Foi um velho mago alcoólatra que me revelou a verdade toda. Veja só como são as coisas. Estava eu passando pela calçada, quando Zé Otávio, meu vizinho, falou:
- Eu sei do seu mal. Conheço de perto sua maldição.

Ora ora, fiquei extremamente alarmada, porque com maldição pessoal não se brinca. E eu tão fofinha...com encargos tão sinistramente atrelados à minha existência. Obviamente fiquei inquieta. Resolvi ocupar minha mente com seriados americanos, músicas nordestinas e enigmas orientais. Foi inútil. Aquela sensação de maldição, profunda e totalmente condizente. Sim, Zé Otaviano tinha razão: eu estava almaldiçoada.

Meu cérebro não funcionava com um sincronismo muito louvável, de modo que eu não conseguia pensar em uma saída. Uma frase, uma atitude bombástica. Minha cabeça estava vazia de maiores atividades. Eu só pensava curtinho e de duas em duas horas. Sabia que havia um mago, uma maldição e uns probleminhas de relacionamento entre eu e o mundo. Parece que eu andava causando repulsas. Eu, criatura meiga e fofa, com todos os dentes. Certo.

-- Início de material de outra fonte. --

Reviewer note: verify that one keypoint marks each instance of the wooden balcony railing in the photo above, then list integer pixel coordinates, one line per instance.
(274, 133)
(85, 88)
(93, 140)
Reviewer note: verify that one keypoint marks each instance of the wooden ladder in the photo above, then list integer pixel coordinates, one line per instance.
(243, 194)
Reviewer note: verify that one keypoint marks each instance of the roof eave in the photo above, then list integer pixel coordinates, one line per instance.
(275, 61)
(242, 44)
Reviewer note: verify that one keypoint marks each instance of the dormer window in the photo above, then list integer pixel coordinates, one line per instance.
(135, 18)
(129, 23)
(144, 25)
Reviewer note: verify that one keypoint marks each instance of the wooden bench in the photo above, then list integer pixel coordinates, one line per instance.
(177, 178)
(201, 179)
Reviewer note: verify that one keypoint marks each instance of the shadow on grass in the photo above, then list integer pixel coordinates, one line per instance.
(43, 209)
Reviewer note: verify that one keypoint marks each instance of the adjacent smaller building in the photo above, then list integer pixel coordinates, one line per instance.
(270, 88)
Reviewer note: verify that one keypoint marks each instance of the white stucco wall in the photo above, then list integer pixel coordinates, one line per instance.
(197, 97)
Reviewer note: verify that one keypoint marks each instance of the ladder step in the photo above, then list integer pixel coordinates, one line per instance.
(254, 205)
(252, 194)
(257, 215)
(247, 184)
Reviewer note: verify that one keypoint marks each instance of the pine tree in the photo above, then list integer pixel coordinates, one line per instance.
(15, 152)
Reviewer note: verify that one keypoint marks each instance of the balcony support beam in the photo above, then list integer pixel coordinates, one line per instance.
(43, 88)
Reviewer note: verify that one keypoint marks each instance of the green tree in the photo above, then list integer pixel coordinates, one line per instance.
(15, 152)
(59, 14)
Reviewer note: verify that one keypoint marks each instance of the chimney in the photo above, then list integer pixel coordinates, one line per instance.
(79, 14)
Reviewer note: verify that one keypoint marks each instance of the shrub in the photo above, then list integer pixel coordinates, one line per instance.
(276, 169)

Fato era que isso tudo me deixava extremamente chocada, pois que sempre fui muito graciosa e elogiada pelos meus familiares e de uma hora pra outra me transformo. Enfim. Dificuldades na absorção da realidade, todos temos esses períodos. Confesso que fiquei deprimida de meu assistente - e possível solucionador do mistério - ser meu vizinho bêbado. Ele andava de bengalas e tinha uma fala truncada. O que esperamos de um sábio moderno? No mínimo, é um professor universitário, respeitador das regras de regência, advérbios super invariáveis, conhecedor de cálculos, fazedor de integrais. Mas não. Não. E isso já me deixava arrasada, perceba que a minha estória de vida começava a se transformar em um conto tosco.

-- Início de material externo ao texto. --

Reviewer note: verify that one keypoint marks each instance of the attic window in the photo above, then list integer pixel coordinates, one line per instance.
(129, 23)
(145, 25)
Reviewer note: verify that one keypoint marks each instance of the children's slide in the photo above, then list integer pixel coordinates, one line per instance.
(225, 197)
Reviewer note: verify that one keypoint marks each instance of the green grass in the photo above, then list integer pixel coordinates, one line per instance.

Sem pensamentos preciosos, gastava a maior parte do dia me dedicando ao sono e à observância do horário eleitoral. Sinceramente, achava que a injustiça que se instalava na minha vida era enorme. E fui ficando aborrecida por um tempo e mais um e mais um, até que se formasse um conjunto quase infinito de tempos, daqueles que nos inquietam e começam a se avolumar. Aquele tempo gordo e enfadado. Admito que fiquei sem escovar os dentes alguns dias e que me entreguei devassamente ao pote de doce de leite. Fiz loucuras. Não me julgue. Bebia pouca água, não tirei o esmalte das minhas unhas e usei o mesmo sutiã por oito dias seguidos.

Em um dia de sol, fui comprar batata palha na mercearia no fim da minha rua. Fui com meu short verde, descombinado com a minha blusa vinho. Usava os chinelos do meu irmão e o cabelo preso como o da Olívia Palito. Fui lá. Eu tinha uma missão: comprar um produto industrializado. O que eu não sabia era que o meu vizinho Zé Zezinho iria sair de trás de uma árvore e golpear minha canela com aquela bengala nojenta.

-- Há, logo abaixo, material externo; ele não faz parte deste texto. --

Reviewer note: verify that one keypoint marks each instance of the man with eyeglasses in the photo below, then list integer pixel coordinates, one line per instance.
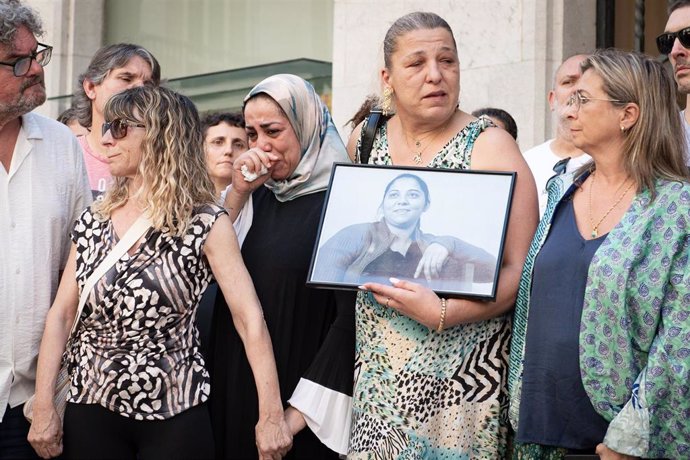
(559, 152)
(113, 69)
(675, 42)
(43, 189)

- O que é isso seu louco?! – eu gritei.
- Um golpe, sua burra. – ele respondeu secamente.

Saí correndo, tropecei numa raiz e voei uns três metros. Fui estacionar bem perto do degrau da minha casa, com várias pedrinhas encravadas no cotovelo e queixo. Não chorei, nem tive raiva. Levantei, organizei meus ferimentos e almocei. Conforme era previsto. Depois da última garfada, minha mãe me olhou de uma forma diferente, como quem estava perdendo minha imagem e comecei a desconfiar que ela não pudesse mais me enxergar. Uma angústia invadiu meu estômago e começou a revolver minhas entranhas. Comecei a suar e ficar tonta, mas parece que ninguém se importava: não tiraram meu prato da mesa, nem me ofereceram sobremesa. E assim, aos poucos, tudo foi se ausentando. Esvaziaram meu quarto, deram meus livros.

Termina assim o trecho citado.